The wide door creaked open, revealing hallways in which the sparse night candles were still lit.
[They should have been doused by now, surely? It is early but still after dawn. I have enough going on in my own life without having to deal with intrigues at court as well.]
Inri nodded but did not look at the guard as he stepped inside. The cat preceded him down the long gallery to the hind-stairs and all of the way up to the third floor. It did not occur to Inri to wonder how she seemed to know where he was going. He wasn't really thinking about much more than getting one foot in front of the other in that moment. The flecks of green were faded from his vision but a heavy headache was setting in that thumped in time to his pulse. The floor felt like it was shifting like the deck of a ship in swells.
He did manage to spare some thought for the alleged shipwrecked princess. Only a small part of Tellus could be said to touch the coast, and it was that some days travel from the palace. Shipwrecked princesses belonged more in myth and stage-play than reality. Nor was there any reason he could think of why one could get from beach to palace in good order but need extremes of protection once inside the gate.
His train of thought, such as it was, was interrupted by a sudden and urgent desire to throw up. [Whatever this book did to me is causing one hell of a hangover.] Looking around he saw nothing but stone and doorways.
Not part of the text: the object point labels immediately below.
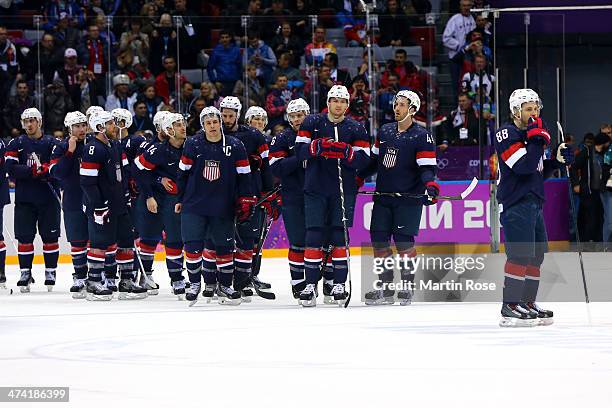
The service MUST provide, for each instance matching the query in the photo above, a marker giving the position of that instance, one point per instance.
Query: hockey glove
(245, 208)
(565, 154)
(272, 205)
(432, 190)
(102, 215)
(319, 146)
(536, 131)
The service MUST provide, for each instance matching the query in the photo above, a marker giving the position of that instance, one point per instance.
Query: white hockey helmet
(256, 111)
(120, 114)
(413, 99)
(98, 119)
(231, 102)
(73, 118)
(338, 91)
(158, 119)
(521, 96)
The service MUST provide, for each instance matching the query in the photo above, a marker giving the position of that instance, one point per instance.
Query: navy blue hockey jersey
(321, 173)
(65, 166)
(103, 176)
(522, 165)
(157, 161)
(404, 161)
(255, 144)
(287, 167)
(21, 154)
(210, 179)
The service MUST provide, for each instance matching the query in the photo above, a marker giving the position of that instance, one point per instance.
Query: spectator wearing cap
(15, 105)
(121, 98)
(169, 82)
(396, 26)
(454, 37)
(340, 76)
(587, 177)
(225, 64)
(316, 50)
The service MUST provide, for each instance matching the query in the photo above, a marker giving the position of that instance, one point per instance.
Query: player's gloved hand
(537, 131)
(101, 215)
(320, 146)
(255, 161)
(433, 190)
(565, 154)
(272, 205)
(245, 208)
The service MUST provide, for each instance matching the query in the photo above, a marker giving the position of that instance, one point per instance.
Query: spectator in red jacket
(168, 82)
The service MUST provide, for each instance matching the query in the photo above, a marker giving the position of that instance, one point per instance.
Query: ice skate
(49, 279)
(514, 315)
(228, 296)
(379, 297)
(147, 282)
(98, 291)
(129, 290)
(178, 289)
(545, 317)
(192, 292)
(79, 288)
(25, 281)
(308, 296)
(328, 298)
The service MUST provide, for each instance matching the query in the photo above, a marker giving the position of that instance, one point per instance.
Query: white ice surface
(159, 352)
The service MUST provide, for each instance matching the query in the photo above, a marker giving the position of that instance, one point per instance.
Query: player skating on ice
(520, 147)
(324, 139)
(404, 158)
(65, 166)
(36, 197)
(290, 170)
(214, 187)
(261, 183)
(157, 169)
(102, 177)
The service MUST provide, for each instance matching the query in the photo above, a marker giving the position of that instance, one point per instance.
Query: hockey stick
(344, 226)
(574, 218)
(458, 197)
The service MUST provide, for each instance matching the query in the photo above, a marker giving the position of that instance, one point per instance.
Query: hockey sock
(78, 252)
(514, 279)
(174, 261)
(209, 265)
(146, 250)
(50, 255)
(25, 253)
(193, 261)
(225, 265)
(95, 264)
(243, 259)
(125, 263)
(110, 262)
(532, 282)
(296, 264)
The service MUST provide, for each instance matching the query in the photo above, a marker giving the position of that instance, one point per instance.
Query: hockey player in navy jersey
(65, 165)
(261, 183)
(404, 158)
(214, 186)
(290, 170)
(102, 178)
(4, 200)
(156, 173)
(36, 197)
(521, 146)
(317, 145)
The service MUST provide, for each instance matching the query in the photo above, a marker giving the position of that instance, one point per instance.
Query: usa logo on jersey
(390, 157)
(211, 170)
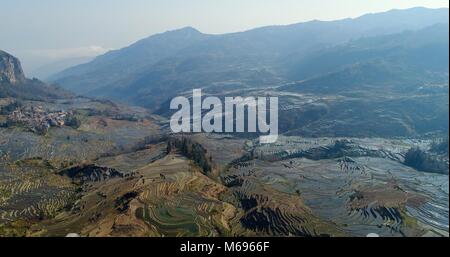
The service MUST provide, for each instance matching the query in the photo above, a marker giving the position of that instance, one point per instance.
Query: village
(37, 120)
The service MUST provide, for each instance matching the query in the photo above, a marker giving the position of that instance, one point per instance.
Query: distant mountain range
(156, 68)
(13, 82)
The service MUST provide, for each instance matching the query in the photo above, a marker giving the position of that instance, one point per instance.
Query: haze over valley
(363, 144)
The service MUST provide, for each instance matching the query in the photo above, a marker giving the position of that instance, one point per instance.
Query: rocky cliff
(10, 69)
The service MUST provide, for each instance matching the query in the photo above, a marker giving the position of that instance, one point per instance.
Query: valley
(362, 146)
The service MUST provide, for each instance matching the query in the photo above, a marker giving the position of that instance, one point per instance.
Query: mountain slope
(13, 82)
(157, 68)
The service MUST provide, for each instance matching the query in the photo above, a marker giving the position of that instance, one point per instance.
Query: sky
(49, 31)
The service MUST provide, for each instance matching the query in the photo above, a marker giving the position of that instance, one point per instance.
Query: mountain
(10, 69)
(45, 71)
(393, 63)
(157, 68)
(13, 82)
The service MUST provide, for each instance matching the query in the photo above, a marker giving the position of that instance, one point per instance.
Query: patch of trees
(72, 121)
(9, 108)
(440, 146)
(191, 150)
(424, 161)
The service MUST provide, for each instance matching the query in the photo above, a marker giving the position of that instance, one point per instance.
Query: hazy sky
(43, 31)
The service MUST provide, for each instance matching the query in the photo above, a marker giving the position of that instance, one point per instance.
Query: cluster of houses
(37, 119)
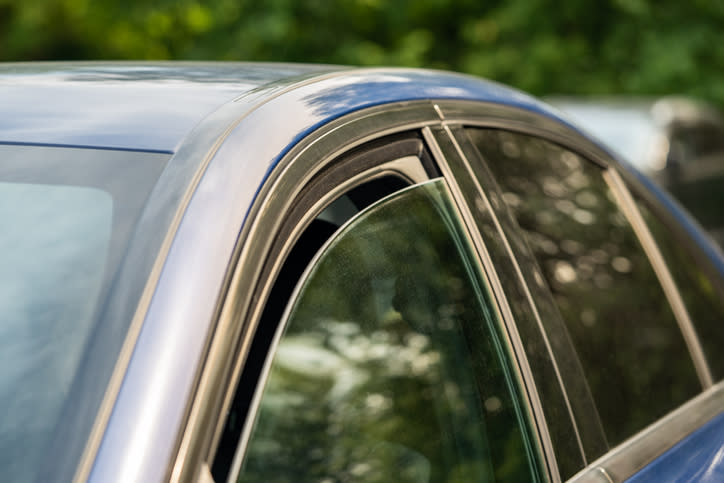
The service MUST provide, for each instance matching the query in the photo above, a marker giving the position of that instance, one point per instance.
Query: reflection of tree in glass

Inri hurried towards the library in the hope of finding some more dignified location, one where servants would not be stuck with mopping the results from the floor, and gossiping about the cause of it.
As he started to draw close to the library the amulet began to feel strangely warm in his hand. With the heavy book awkwardly under one arm, he flung the library door open.
Inside the tall and spine-clad room, a young lady spun towards him. She was tall and handsome with profuse brown hair worn loose over a heavy velvet night-gown. It looked a lot like his late grandmother's dressing gown, probably because it was. Her wide eyes were grey-green like river stone and her teeth… somewhat pointed.
[Wait… what?]
Inri slammed the door behind him, barely avoiding a rather sudden severing of the hairless cat's wizened tail. He opened a drawer in the writing bureau pushed against the wall to his left and vomited profusely into it.
[*Reverse-decimated in that it was nine of every ten that died, not one. Being merely decimated would have been a much better fate.]